Methods  Drug sensitivity, functional genomics, and gene expression data from cell lines were collected to assess the correlation between the expression of c-Myc and drug sensitivity. Differential expression and prognostic relevance of c-Myc in a primary liver cancer cohort were analyzed. Immunohistochemistry (IHC) staining validated c-Myc expression in liver cancer patients and correlated it with the drug sensitivity of organoids obtained from an organoid biobank. Three c-Myc inhibitors were screened on liver cancer cell lines and organoids to test tumor-killing effects in two- and three-dimensional levels. Bioinformatics analysis was conducted to explore the role of c-Myc in targeted drug resistance.

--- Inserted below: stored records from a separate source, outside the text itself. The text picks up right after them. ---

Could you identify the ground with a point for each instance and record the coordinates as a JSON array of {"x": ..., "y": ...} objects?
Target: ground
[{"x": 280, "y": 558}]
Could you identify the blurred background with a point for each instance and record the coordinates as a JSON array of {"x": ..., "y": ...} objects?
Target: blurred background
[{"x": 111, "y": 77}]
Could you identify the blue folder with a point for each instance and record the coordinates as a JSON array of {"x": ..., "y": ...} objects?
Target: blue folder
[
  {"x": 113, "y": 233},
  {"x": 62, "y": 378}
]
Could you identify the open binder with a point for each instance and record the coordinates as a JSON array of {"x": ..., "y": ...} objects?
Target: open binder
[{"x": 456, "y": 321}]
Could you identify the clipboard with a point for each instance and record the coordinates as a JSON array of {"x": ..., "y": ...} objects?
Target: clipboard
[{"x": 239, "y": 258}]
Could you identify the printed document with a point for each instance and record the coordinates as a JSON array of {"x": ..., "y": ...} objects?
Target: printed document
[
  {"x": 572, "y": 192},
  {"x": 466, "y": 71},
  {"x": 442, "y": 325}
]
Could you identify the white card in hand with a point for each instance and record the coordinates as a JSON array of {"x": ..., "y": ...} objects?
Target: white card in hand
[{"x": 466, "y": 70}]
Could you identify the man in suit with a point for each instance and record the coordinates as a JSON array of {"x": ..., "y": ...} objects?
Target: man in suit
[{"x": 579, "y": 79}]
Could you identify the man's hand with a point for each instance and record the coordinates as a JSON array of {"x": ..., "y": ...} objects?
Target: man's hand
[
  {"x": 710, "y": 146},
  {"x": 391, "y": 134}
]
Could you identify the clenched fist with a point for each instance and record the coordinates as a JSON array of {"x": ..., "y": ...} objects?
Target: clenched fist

Results  Bioinformatics analyses combined with IHC staining revealed a potential regulatory role of c-Myc in the drug sensitivity of liver cancer. The expression of c-Myc in cancerous tissues was significantly higher than in para-cancerous tissues, and c-Myc expression was higher in patients resistant to targeted drugs than in those sensitive to targeted drugs (P< 0.05). Drug screening experiments showed that c-Myc inhibitors including THZ1, ABBV-744, and JQ1 reduced cell viability in both tumor cells and tumor organoids. The combination of lenvatinib and c-Myc inhibitors exhibited significant synergistic effects (all synergy scores > 1) in the SNU-739 cell line. Analysis of organoids from an organoid biobank indicated a strong association between c-Myc and stemness-mediated targeted drug resistance (R = 0.87).

Conclusions  c-Myc showed increased expression in patients resistant to targeted therapy, suggesting it as a novel target for drugs in liver cancer. Inhibition of c-Myc effectively killed tumors in both two- and three-dimensional ex vivo models.